Chancellor Alistair Darling says: “No system of regulation can or should prevent the failure of each and every institution, but we must do everything possible to prevent problems which could pose a wider threat to stability. The challenge is to ensure that the authorities can act quickly and decisively where necessary to support financial institutions. These proposals will give the authorities the full range of powers they need. They do so by entrenching the model established a decade ago – the FSA responsible for individual institutions, the Bank of England for the stability of the financial system as a whole – but by providing each institution with new powers, and improving coordination between them.”

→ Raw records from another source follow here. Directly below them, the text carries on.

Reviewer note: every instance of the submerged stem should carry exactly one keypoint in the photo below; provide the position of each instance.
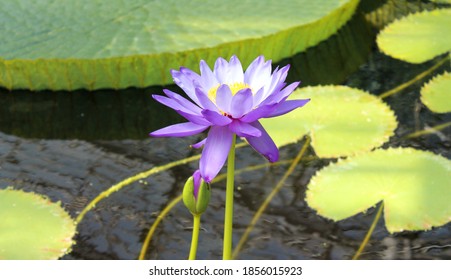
(195, 237)
(228, 219)
(368, 234)
(268, 199)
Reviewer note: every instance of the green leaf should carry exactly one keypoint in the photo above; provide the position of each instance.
(116, 44)
(418, 37)
(341, 121)
(32, 227)
(436, 94)
(414, 185)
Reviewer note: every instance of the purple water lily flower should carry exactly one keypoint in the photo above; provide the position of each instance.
(228, 101)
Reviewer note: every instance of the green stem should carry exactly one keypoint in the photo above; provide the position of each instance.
(268, 199)
(195, 238)
(370, 231)
(228, 219)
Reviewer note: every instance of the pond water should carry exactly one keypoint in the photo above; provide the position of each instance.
(72, 146)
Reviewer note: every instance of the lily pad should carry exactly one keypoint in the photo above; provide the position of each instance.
(414, 185)
(341, 121)
(32, 227)
(418, 37)
(436, 94)
(116, 44)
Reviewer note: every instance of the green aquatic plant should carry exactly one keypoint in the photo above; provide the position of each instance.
(33, 227)
(436, 94)
(342, 121)
(414, 185)
(418, 37)
(67, 45)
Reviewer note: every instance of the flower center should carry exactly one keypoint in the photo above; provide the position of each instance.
(234, 88)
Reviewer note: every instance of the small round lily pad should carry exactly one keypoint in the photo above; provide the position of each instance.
(418, 37)
(436, 94)
(32, 227)
(342, 121)
(414, 185)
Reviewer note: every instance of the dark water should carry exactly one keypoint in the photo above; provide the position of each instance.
(73, 145)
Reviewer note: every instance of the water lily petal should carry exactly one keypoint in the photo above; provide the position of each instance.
(242, 103)
(182, 101)
(208, 78)
(170, 103)
(215, 152)
(264, 144)
(221, 70)
(277, 81)
(224, 98)
(216, 118)
(288, 106)
(199, 144)
(179, 130)
(243, 129)
(281, 95)
(258, 113)
(204, 101)
(258, 73)
(185, 80)
(195, 118)
(235, 74)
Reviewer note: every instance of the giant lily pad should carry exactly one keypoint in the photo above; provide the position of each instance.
(436, 94)
(32, 227)
(341, 121)
(95, 44)
(418, 37)
(414, 185)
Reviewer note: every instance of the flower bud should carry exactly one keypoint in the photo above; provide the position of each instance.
(196, 194)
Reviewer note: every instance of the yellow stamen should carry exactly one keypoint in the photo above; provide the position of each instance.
(234, 88)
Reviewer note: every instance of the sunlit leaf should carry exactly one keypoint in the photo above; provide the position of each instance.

Callum McCarthy, chairman of the FSA, adds: “We are working closely with the Treasury and the Bank of England to strengthen the stability and resilience of the financial system and reduce the likelihood of banks failing. This legislation is one of the most important changes of the last decade and its influence will last for decades to come. We will consult later this year on the supervisory aspects of the new banking resolution regime and for changes to depositor compensation and will work with our tripartite partners to implement the new arrangement effectively.”
When changes such as these are made, your CeMAP syllabus remains the same until the ifs (Institute of Financial Services) updates the syllabus. This means that sometimes you will take your CeMAP exam using slightly out of date figures, such as this one, however, when you get into the exam room, you are given a table with tax rates and national insurance rates and bands so you do not have to remember every exact figure.
A good CeMAP training course will ensure that you are aware which figures you will have to remember (which are not too many so don’t worry) and which figures are provided on the examination day.